What have been some of the results of this work?
According to Grubinger, sales at the Brattleboro Winter Farmers’ Market and the Townshend Farmers Market exceed $223,000 from 2009 to the present, sales of local food to low-income families in the Westgate Apartments and Elliot Street Market Basket Project total more than $10,000 to date, and direct sales through low-income food programs such as EBT and Farm to Family at all POS markets were more $8,000, and more than 700 participants gained skills in food production and preservation at 45 workshops held around Windham County.
“All this is something that you don’t see a lot of elsewhere around the country,” said Grubinger.
Tim Stevenson, one of the lead organizers of Post Oil Solutions, accepted the award from Grubinger.

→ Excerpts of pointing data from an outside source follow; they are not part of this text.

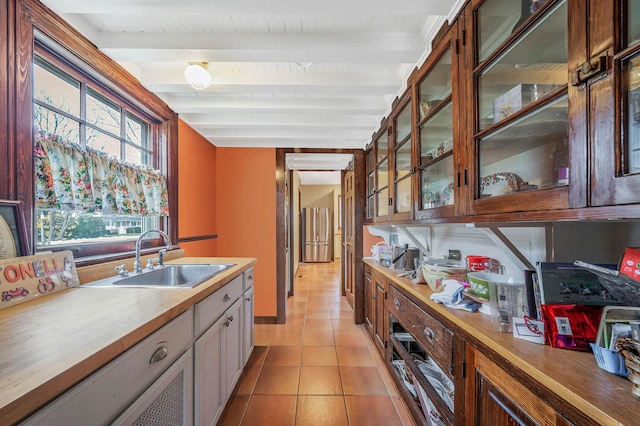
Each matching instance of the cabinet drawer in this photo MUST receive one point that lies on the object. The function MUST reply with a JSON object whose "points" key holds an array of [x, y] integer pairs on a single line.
{"points": [[248, 278], [111, 389], [210, 309], [429, 333]]}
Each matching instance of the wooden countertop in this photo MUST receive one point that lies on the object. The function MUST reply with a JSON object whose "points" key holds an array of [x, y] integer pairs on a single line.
{"points": [[50, 344], [574, 377]]}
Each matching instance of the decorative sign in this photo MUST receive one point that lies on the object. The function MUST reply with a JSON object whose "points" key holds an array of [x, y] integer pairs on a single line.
{"points": [[24, 278]]}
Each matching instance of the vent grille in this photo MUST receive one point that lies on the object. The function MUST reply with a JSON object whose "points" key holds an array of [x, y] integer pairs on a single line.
{"points": [[167, 408]]}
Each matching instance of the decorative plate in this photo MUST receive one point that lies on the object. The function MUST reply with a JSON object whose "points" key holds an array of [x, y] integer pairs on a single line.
{"points": [[511, 179]]}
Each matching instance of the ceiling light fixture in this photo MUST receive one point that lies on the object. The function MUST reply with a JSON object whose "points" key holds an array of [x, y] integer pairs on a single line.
{"points": [[197, 75]]}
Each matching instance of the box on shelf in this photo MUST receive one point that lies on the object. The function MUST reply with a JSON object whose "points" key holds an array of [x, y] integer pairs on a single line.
{"points": [[608, 359], [518, 97]]}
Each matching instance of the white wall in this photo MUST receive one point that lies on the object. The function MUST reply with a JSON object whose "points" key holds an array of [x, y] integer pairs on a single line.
{"points": [[593, 242]]}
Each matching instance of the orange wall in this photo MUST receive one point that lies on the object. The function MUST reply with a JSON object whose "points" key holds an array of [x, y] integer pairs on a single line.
{"points": [[246, 216], [196, 191]]}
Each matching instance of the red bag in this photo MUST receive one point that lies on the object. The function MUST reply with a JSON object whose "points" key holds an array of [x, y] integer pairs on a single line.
{"points": [[571, 326]]}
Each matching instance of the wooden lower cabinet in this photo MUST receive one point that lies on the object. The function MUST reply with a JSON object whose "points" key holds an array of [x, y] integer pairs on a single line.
{"points": [[494, 397], [375, 294]]}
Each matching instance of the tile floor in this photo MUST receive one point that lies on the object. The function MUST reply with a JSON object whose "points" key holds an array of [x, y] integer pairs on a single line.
{"points": [[317, 369]]}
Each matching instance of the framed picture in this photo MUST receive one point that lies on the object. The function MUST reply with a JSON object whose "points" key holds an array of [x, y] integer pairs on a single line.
{"points": [[13, 232]]}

“This award is not just about us,” he said. “It’s about a region and how fortunate we’ve been to work with so many different people and organizations. We have shown it’s possible for a volunteer, grassroots effort to make a difference. It’s been astonishing to see the growth of interest in local food and local agriculture in our area.”
At the same time, Stevenson acknowledges that there is still much work to be done.
Some of that work includes an ambitious project to create a local food processing and distribution center in Bellows Falls called the Greater Falls Food Hub and encouraging the formation of more Community Supported Agriculture (CSA) programs at local farms.
“Windham County still imports 95 percent of its food, and we need to bring that number down,” he said. “We’ve made a good start with all of our programs, but there’s lots more to do.”
The Sustainable Agriculture Council (SAC) is a legislated body with the charge to identify needs, set goals, select priorities, and make annual recommendations regarding sustainable agriculture research, demonstration, education and financing in Vermont.
Established in 1994, UVM Center for Sustainable Agriculture provides timely information to Vermont communities and the UVM campus. The center cultivates understanding, innovative practices, and policies to advance sustainable food and farming in Vermont and beyond.